Riley acknowledged the differences in the way audiences and insiders in the media received the film’s message. For instance, the New York Times’ July 2nd review of the film concludes with “Cassius and his peers belong very much to the present… navigating their own anxieties and a radically inhumane but somehow also tolerable social order. It’s fun to hang out with them, but you can’t help but be bothered by what might be coming next. Not just in the movie” Survival does not mean toleration. Perhaps this reviewer enjoyed the dive into the reality of the working-class struggle that Riley’s movie provides, but there is nothing fictional in driving ideas and conflicts behind the story. The plot is propelled by the RegalView worker strike, a clear display of resistance to the exploitive conditions that not only Cassius and his friends are living through, but, as the NYT  weakly alludes, exists “not only in the movie.” Many viewers seen the thin veneer of absurdism Riley coats his message in and stops there, never taking Detroit’s suggestion that maybe the artist is being literal. 
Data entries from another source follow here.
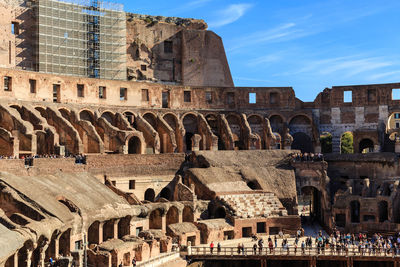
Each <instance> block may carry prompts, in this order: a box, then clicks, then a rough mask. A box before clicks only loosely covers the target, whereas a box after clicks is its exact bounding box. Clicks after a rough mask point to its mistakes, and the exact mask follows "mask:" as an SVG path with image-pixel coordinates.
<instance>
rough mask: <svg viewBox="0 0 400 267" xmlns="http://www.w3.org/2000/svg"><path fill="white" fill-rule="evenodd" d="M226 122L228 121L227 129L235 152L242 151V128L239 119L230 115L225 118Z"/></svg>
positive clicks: (235, 116)
mask: <svg viewBox="0 0 400 267" xmlns="http://www.w3.org/2000/svg"><path fill="white" fill-rule="evenodd" d="M226 120H227V121H228V124H229V127H230V128H231V132H232V135H233V141H234V147H235V150H244V149H245V146H244V142H243V140H242V127H241V120H240V117H239V116H236V115H233V114H230V115H228V116H227V117H226Z"/></svg>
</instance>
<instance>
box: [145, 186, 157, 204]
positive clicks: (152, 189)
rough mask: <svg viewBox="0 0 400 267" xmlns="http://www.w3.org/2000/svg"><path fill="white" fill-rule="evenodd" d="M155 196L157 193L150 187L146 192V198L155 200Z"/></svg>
mask: <svg viewBox="0 0 400 267" xmlns="http://www.w3.org/2000/svg"><path fill="white" fill-rule="evenodd" d="M155 197H156V193H155V192H154V189H153V188H148V189H147V190H146V191H145V192H144V200H147V201H150V202H154V199H155Z"/></svg>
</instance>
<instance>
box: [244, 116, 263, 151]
mask: <svg viewBox="0 0 400 267" xmlns="http://www.w3.org/2000/svg"><path fill="white" fill-rule="evenodd" d="M247 122H248V123H249V125H250V128H251V132H252V133H253V134H255V135H257V136H258V137H259V138H260V139H259V141H260V144H256V147H255V148H256V149H265V148H266V146H267V144H266V143H265V138H264V127H263V118H262V117H260V116H258V115H251V116H249V117H248V118H247Z"/></svg>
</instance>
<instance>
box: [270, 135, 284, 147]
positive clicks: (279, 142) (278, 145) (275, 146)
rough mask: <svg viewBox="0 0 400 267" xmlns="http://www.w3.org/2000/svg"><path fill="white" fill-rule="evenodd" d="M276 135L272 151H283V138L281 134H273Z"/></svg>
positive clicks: (272, 142)
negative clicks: (273, 150) (282, 142)
mask: <svg viewBox="0 0 400 267" xmlns="http://www.w3.org/2000/svg"><path fill="white" fill-rule="evenodd" d="M273 134H274V135H275V140H272V143H271V148H272V149H281V148H282V138H281V135H280V134H279V133H273Z"/></svg>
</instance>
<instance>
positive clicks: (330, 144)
mask: <svg viewBox="0 0 400 267" xmlns="http://www.w3.org/2000/svg"><path fill="white" fill-rule="evenodd" d="M319 140H320V142H321V152H322V153H332V135H331V134H330V133H326V132H325V133H322V134H321V136H320V139H319Z"/></svg>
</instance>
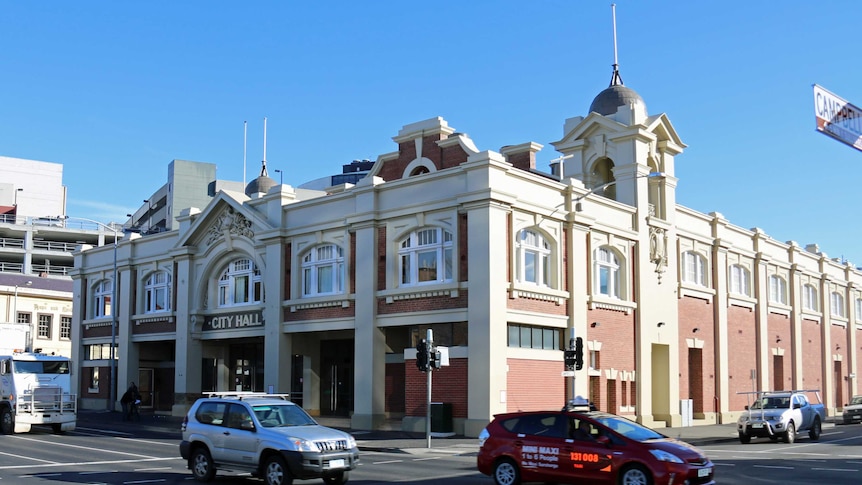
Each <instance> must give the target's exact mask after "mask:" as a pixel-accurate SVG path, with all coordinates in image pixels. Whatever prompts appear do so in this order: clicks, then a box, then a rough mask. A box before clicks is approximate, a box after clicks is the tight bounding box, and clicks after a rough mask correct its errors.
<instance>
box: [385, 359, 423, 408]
mask: <svg viewBox="0 0 862 485" xmlns="http://www.w3.org/2000/svg"><path fill="white" fill-rule="evenodd" d="M415 362H416V361H413V360H411V361H408V363H411V364H413V363H415ZM413 369H414V370H416V372H419V371H418V369H416V366H415V365H414V366H413ZM405 371H407V366H406V365H405V363H396V364H386V391H385V392H386V397H385V398H384V399H385V400H386V412H387V413H403V412H404V397H405V394H406V380H405Z"/></svg>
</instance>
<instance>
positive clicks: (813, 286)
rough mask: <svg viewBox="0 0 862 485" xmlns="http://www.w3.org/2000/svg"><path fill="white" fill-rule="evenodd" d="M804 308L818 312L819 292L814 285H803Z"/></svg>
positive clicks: (802, 285) (802, 298) (802, 291)
mask: <svg viewBox="0 0 862 485" xmlns="http://www.w3.org/2000/svg"><path fill="white" fill-rule="evenodd" d="M802 308H803V309H804V310H811V311H813V312H816V311H817V290H816V289H815V288H814V286H813V285H807V284H806V285H802Z"/></svg>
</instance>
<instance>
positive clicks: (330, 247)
mask: <svg viewBox="0 0 862 485" xmlns="http://www.w3.org/2000/svg"><path fill="white" fill-rule="evenodd" d="M343 292H344V252H343V250H342V249H341V247H339V246H336V245H334V244H326V245H323V246H317V247H315V248H312V249H311V250H310V251H308V252H307V253H306V254H305V256H303V258H302V296H318V295H331V294H336V293H343Z"/></svg>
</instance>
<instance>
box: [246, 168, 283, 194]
mask: <svg viewBox="0 0 862 485" xmlns="http://www.w3.org/2000/svg"><path fill="white" fill-rule="evenodd" d="M276 185H278V183H277V182H276V181H275V180H273V179H271V178H269V174H267V172H266V160H264V161H262V162H261V168H260V177H258V178H256V179H254V180H252V181H251V182H249V183H248V185H246V186H245V195H247V196H249V197H251V194H257V193H264V194H265V193H267V192H269V189H271V188H273V187H275V186H276Z"/></svg>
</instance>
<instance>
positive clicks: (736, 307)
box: [727, 305, 757, 410]
mask: <svg viewBox="0 0 862 485" xmlns="http://www.w3.org/2000/svg"><path fill="white" fill-rule="evenodd" d="M754 326H755V322H754V311H753V310H752V309H750V308H744V307H739V306H733V305H731V306H730V308H728V309H727V334H728V335H727V348H728V361H729V362H728V363H727V372H728V390H729V393H728V394H729V395H728V399H729V400H730V402H729V403H728V408H729V409H731V410H742V409H744V408H745V405H746V404H748V396H746V395H745V394H737V392H748V391H751V390H752V382H751V369H757V338H756V335H755V331H754V328H755V327H754Z"/></svg>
Those present at the event also discussed the limits of a dialogue-based response to economic exploitation and racism, which, as the film suggests, are one in the same. Most of Riley’s responses highlighted his views on the way that current social movements do not leverage worker power. “The be-all-end-all is not just getting people out onto the streets. This strategy works off the idea that capitalism is somehow democratic. If millions of people had shut down their jobs instead, our power would be shown.” While no specific efforts were discussed, Mr. Riley presents a framework for criticizing not only the problem, but the responses to the problem. Are these movements radical in nature? Are they putting forward a vision? Riley asked the audience to consider how discussion cannot be productive outside the test of actual organizing. If the material conditions are not changing, how do we know if what were saying works?

While your takeaways from “Sorry to Bother You” might say more about you than about the movie itself, both the film and its director live up to the title. This familiar telemarketer’s greeting doubly serves as Riley’s flippant apology to audiences for telling his truth, and leaving you with a call to consciousness, and maybe even a call to action.